Beavis also claims in the lawsuit that he was the one who started the Renault negotiations for Ricciardo in 2017, which continued until Ricciardo signed the official contract on August 2, 2018. While Ricciardo did inform Beavis that they’d be ending their partnership on December 15 of that year, Beavis was kept on to settle the Renault contract matters that weren’t finalized until March 7, 2019. Their partnership was officially nixed on March 31.
Here’s where it gets sticky. Because Beavis was the one who negotiated the contract, he argues that he’s entitled to his cut of Ricciardo’s Renault salary—that £10 million we mentioned before. So he’s taking the Australian driver to court. Ricciardo wholly disagrees.
However, there’s a lot of legal red tape coming into play here.
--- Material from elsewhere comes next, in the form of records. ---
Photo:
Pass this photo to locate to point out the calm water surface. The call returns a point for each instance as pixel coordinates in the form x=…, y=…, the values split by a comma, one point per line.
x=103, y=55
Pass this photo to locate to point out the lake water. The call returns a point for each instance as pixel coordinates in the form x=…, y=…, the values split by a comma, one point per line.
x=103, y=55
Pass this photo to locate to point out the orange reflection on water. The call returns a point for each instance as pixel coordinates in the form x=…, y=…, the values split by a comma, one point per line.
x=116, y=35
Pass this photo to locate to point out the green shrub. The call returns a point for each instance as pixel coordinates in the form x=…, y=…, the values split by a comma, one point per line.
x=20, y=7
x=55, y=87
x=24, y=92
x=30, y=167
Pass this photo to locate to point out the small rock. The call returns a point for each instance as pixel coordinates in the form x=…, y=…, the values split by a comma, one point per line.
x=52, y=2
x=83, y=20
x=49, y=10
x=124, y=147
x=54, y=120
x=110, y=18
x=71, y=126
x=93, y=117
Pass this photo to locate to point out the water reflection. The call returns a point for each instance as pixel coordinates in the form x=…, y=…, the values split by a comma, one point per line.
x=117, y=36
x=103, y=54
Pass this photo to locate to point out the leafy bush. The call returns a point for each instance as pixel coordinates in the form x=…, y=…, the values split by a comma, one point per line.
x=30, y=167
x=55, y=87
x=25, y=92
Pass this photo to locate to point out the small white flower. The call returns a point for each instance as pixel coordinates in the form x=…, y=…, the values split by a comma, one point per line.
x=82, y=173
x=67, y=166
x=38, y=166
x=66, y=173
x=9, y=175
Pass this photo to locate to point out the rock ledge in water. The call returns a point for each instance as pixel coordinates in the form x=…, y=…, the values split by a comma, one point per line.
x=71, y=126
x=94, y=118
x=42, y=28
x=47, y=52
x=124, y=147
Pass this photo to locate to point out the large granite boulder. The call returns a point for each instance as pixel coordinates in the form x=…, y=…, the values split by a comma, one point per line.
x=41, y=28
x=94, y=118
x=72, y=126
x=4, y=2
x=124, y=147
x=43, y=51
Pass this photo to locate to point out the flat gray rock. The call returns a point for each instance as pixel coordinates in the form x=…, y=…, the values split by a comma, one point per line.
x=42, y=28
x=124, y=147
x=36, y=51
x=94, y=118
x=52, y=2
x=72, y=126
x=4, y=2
From Autosport:
Beavis says he was informed on April 4 by R&H Trust Co (Jersey) Limited, acting “on behalf of Whitedunes and/or Ricciardo”, that no commission was payable in respect of the Renault contract.
A letter dated May 30 from solicitors acting for Ricciardo allegedly reiterated that Beavis “has no entitlement to the commission, or to any other form or amount of commission, in relation to the Renault contract”, including the future contingent sums or any other deal introduced by Beavis.
I can’t imagine it’s a particularly comfortable feeling heading into F1's summer break knowing that you’re going to have to spend it getting legal consultation. But I’m sure Ricciardo can at least rest easy knowing he’s not fighting Haas F1's battle.